You can’t find your keys. Again.

It happens every now and then: you get busy, distracted, and you put them down somewhere they don’t belong. Then you spend an hour looking for them.

Fortunately, you always find them because they won’t travel far without you. But, as you’ll see in the new book “The Skeleton Crew” by Deborah Halber, some things go missing for a lot longer.

Wilbur Riddle was a well driller back in May of 1968 and was waiting for a job to start when he noticed a canvas sack on a stone slab just off Kentucky’s Route 25. As he got closer, he could see that something was inside – and then he could smell it. He kicked the tent-canvas bag and was shocked at what he spied.

Inside the bag was a girl, curled up and bound tight with a rectangular bit of white cloth over her shoulder. She was long dead – long enough that identifiable features were nearly gone. Without a name to attach to the body, the media dubbed her Tent Girl.

The case of “Tent Girl,” said Halber, “drew me in.”

If you’re a fan of TV detective shows, you might think that the world is littered with unidentified bodies – and there are “shockingly large numbers of them out there,” said Halber. A survey done several years ago indicated “more than thirteen thousand sets” of unidentified bones moldering in morgues, but one estimate places the number nearly three times higher. While “many people are unaware of the extent of the problem,” a fierce group of folks are well-acquainted with the issue.

Lurking online under pseudonyms and handles that often belie their age and gender, these people spend hours “obsessed” with matching data for missing persons with data for unknown bodies. Often sneered at by local police (and sometimes totally ignored), this “Skeleton Crew” has single-handedly solved decades-old cold cases, given names to corpses anonymously buried, and offered closure to families of people who vanished generations ago.

They’ve solved murders in Missouri. They’ve IDed vagrants in Vegas. They’ve closed cold cases in Canada. And in a situation that launched a career, one man ascertained the identity of Tent Girl.

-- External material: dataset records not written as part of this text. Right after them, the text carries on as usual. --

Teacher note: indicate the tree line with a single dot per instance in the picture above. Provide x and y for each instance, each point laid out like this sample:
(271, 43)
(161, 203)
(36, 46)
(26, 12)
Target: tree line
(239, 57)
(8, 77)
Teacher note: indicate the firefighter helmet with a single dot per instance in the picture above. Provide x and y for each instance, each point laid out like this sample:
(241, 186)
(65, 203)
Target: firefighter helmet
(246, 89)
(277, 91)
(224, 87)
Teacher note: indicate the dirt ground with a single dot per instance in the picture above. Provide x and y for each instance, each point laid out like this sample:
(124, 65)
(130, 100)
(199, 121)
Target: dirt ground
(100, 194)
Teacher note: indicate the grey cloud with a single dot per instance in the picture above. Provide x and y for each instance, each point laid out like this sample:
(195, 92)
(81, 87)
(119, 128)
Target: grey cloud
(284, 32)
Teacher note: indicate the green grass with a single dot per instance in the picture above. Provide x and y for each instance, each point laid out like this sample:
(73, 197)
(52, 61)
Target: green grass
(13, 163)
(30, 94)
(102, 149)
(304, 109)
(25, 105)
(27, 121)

You know you’ve got a great read in your hands when, on page two, you mourn that the book will end. That’s what happened when I read “The Skeleton Crew.”

With a mystery/true crime/science mix of facts and detective stories, Halber explains why this two-pronged issue exists and how modern technology and amateur sleuthing is helping lessen it. Along the way, Halber tours morgues and back-rooms, lurks near an exhumation, and tries her hand at solving one of New England’s best-known cases.

And on that one, she learns that there’s some information best left buried.

If you tend to get a little queasy, this isn’t the book for you. It’s graphic and gruesome, but oh-so-fascinating and hard to put down. When it comes to your Books to Read pile, in fact, “The Skeleton Crew” is one that shouldn’t be missing.